SciutoAlex opened this issue · comments

Would you be willing to include some additional directions or information for using the project with other datasets? I have a large set of sentences I would like to find similarity scores for. I'm not sure if this project is appropriate or not. Seems like it should be. Thanks!

+1
I've got halfway but beyond that things get very vague indeed.

  1. Install Torch (already had it)
  2. Clone the repo from Git
  3. Use 'sh fetch_and_preprocess.sh' to get the Stanford Glove library
  4. ??? How do I train using my own sentences? Is there a parameter to pass in to the lua script to specify which data to use? And what are the requirements for formatting this text?

@SciutoAlex @lukemunn You need to generate a new dataset based on your own sentences. The format should follow our sample dataset like data/msrvid/train. The folder seems too messy, I would suggest Hua to clean it up. But basically, you will only need 4 files in each train/dev/test subfolder:

  1. a.toks: one sentence per line
  2. b.toks: one sentence per line
  3. id.txt: the index of the corresponding line
  4. sim.txt: the similarity score of sentence a and b, i.e., it can be a binary score (0 if irrelevant, 1 for relevant), or any other ranges.
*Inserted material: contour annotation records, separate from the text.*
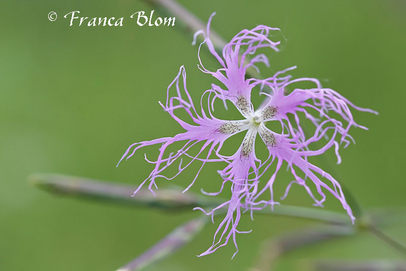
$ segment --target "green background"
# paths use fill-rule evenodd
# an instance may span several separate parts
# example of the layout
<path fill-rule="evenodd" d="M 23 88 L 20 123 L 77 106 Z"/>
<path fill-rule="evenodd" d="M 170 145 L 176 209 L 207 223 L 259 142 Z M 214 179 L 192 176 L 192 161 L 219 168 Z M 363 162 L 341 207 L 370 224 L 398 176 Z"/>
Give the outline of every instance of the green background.
<path fill-rule="evenodd" d="M 196 46 L 175 27 L 140 27 L 130 15 L 152 8 L 141 1 L 22 1 L 0 3 L 0 269 L 114 270 L 129 261 L 196 212 L 165 213 L 58 197 L 26 182 L 33 172 L 55 172 L 133 185 L 151 167 L 144 152 L 118 168 L 130 143 L 182 131 L 158 104 L 184 65 L 193 97 L 215 82 L 196 67 Z M 354 129 L 357 141 L 341 151 L 331 172 L 366 208 L 406 205 L 404 119 L 406 113 L 406 2 L 403 1 L 180 1 L 226 40 L 259 24 L 282 29 L 283 49 L 267 52 L 271 68 L 293 65 L 296 77 L 314 77 L 379 116 L 353 111 L 369 128 Z M 124 17 L 121 27 L 69 26 L 63 16 Z M 54 22 L 47 14 L 58 14 Z M 159 15 L 155 11 L 154 15 Z M 279 37 L 279 38 L 280 38 Z M 206 51 L 208 67 L 218 67 Z M 146 148 L 150 156 L 156 148 Z M 184 187 L 199 165 L 171 184 Z M 219 187 L 217 165 L 204 170 L 191 191 Z M 282 172 L 277 190 L 291 177 Z M 168 182 L 159 180 L 160 187 Z M 294 187 L 283 204 L 310 206 L 302 188 Z M 279 195 L 280 196 L 281 195 Z M 344 212 L 328 195 L 325 208 Z M 208 247 L 216 225 L 149 270 L 247 270 L 265 238 L 312 224 L 257 215 L 244 216 L 240 252 L 231 244 L 212 255 L 195 256 Z M 218 218 L 216 222 L 219 222 Z M 406 243 L 404 224 L 384 230 Z M 401 259 L 370 234 L 333 240 L 283 256 L 277 270 L 300 269 L 309 259 Z"/>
After doing that, the dataset is ready. Then the left thing is to generate the vocabulary using following code (change line 16 to your own dataset):
https://github.com/Jeffyrao/pairwise-neural-network/blob/master/scripts/build_vocab.py

Then you should be ready to go. :)

As a complement information, here is the detailed introduction of how to adapt the code to run on your own dataset:
hohoCode#1

Thanks for the assistance Jeffy, the library is on my other machine so will take a look tonight.
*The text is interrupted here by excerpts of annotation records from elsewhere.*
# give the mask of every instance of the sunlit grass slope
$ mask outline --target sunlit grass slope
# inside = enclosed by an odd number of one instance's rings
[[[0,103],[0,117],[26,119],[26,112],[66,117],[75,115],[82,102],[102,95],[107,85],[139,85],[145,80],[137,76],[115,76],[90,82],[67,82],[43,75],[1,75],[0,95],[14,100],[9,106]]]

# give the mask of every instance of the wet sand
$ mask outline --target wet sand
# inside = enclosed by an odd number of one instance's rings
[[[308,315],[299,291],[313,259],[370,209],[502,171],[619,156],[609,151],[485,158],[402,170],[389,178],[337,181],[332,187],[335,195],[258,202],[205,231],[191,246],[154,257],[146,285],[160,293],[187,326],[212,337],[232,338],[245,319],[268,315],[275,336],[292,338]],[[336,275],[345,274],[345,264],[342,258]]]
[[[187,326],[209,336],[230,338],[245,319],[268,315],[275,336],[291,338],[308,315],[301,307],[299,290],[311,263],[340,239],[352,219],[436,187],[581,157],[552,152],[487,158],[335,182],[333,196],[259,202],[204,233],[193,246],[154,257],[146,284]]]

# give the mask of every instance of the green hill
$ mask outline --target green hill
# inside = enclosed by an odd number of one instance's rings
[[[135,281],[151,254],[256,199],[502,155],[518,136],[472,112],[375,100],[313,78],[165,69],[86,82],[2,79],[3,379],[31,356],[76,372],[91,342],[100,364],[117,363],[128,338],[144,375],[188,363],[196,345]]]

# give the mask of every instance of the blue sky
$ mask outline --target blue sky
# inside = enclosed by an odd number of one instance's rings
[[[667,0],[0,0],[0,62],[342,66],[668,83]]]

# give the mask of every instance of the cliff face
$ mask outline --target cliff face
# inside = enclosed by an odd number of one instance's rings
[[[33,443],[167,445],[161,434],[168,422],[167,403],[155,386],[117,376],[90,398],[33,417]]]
From glancing at your response (admittedly without the code in front of me), I'm still confused by step 4 (sim.txt), providing a similarity score.

Isn't providing a similarity score the whole point of the algorithm/library? Why would that be part of the initial dataset? Or is this an empty value which gets populated?
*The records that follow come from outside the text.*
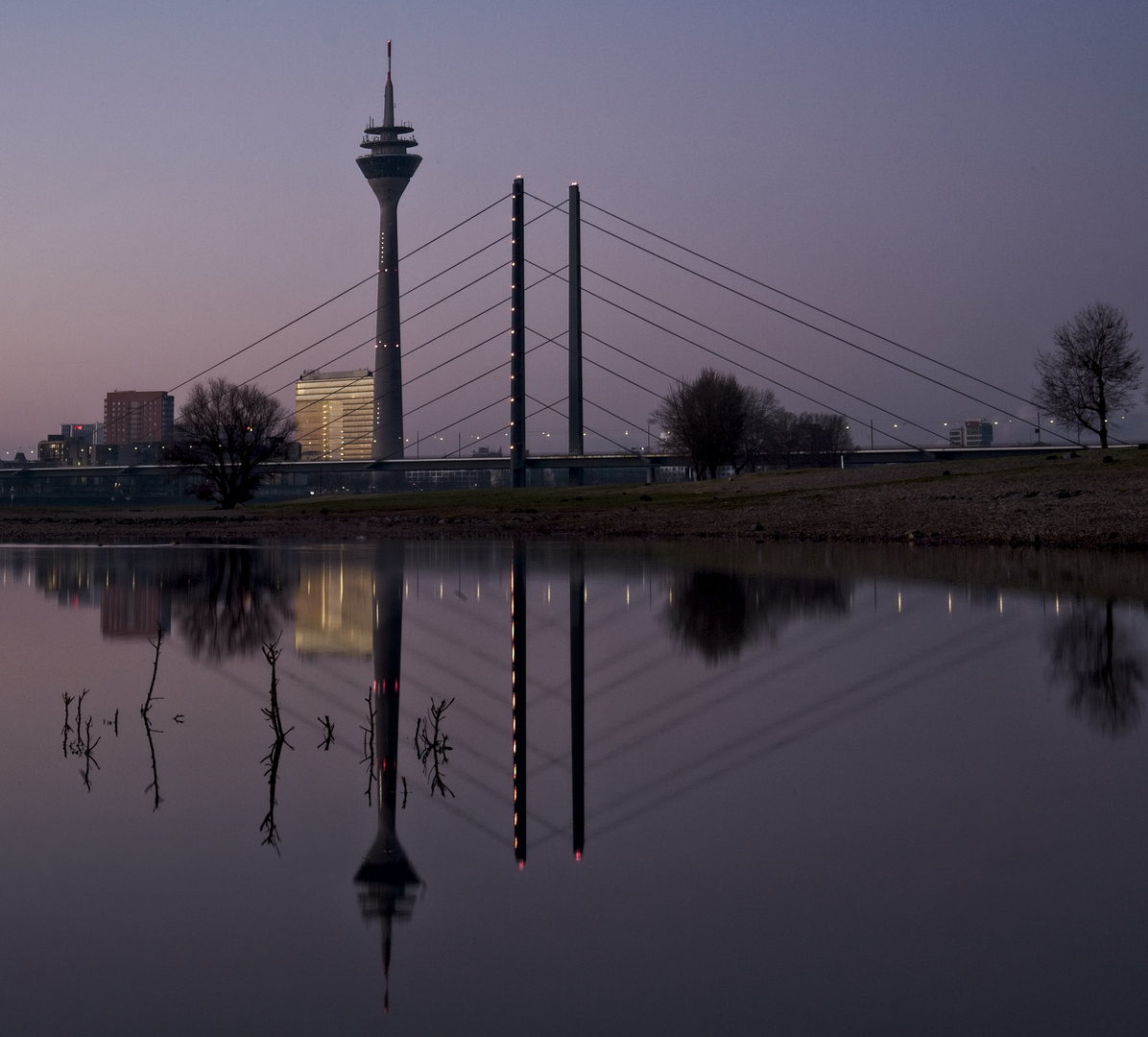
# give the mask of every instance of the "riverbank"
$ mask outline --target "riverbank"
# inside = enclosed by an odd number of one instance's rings
[[[662,486],[331,496],[233,512],[17,508],[7,543],[359,537],[774,540],[1148,549],[1148,450],[763,472]]]

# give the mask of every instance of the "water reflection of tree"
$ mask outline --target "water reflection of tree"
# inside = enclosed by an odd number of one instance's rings
[[[219,548],[196,552],[172,602],[194,655],[222,659],[273,641],[290,616],[292,582],[279,552]]]
[[[797,616],[847,609],[848,590],[839,580],[691,570],[673,578],[665,617],[683,648],[716,664],[736,659],[763,633],[777,636]]]
[[[1052,674],[1069,686],[1069,709],[1115,737],[1135,727],[1145,661],[1132,635],[1112,618],[1112,601],[1086,602],[1052,628]]]

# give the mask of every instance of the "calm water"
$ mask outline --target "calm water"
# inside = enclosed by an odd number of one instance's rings
[[[664,557],[0,549],[0,1031],[1145,1031],[1142,603]]]

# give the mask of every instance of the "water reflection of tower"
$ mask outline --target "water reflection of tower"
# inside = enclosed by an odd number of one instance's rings
[[[390,930],[410,918],[419,877],[395,833],[398,784],[398,674],[403,639],[403,548],[378,548],[374,566],[374,780],[378,833],[355,874],[359,908],[382,926],[383,1006],[389,1007]]]
[[[514,859],[526,866],[526,549],[515,541],[510,571],[510,712]]]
@lukemunn the similarity score is the ground truth of a sentence pair. It's created by the data owner, like you can label it as score 0 or 1 (the binary classification), or you want to set the range as 5-star (any score in the range [0, 5] will be valid).

The model generates a prediction score for each sentence pair, which tries to match the ground truth label as much as possible.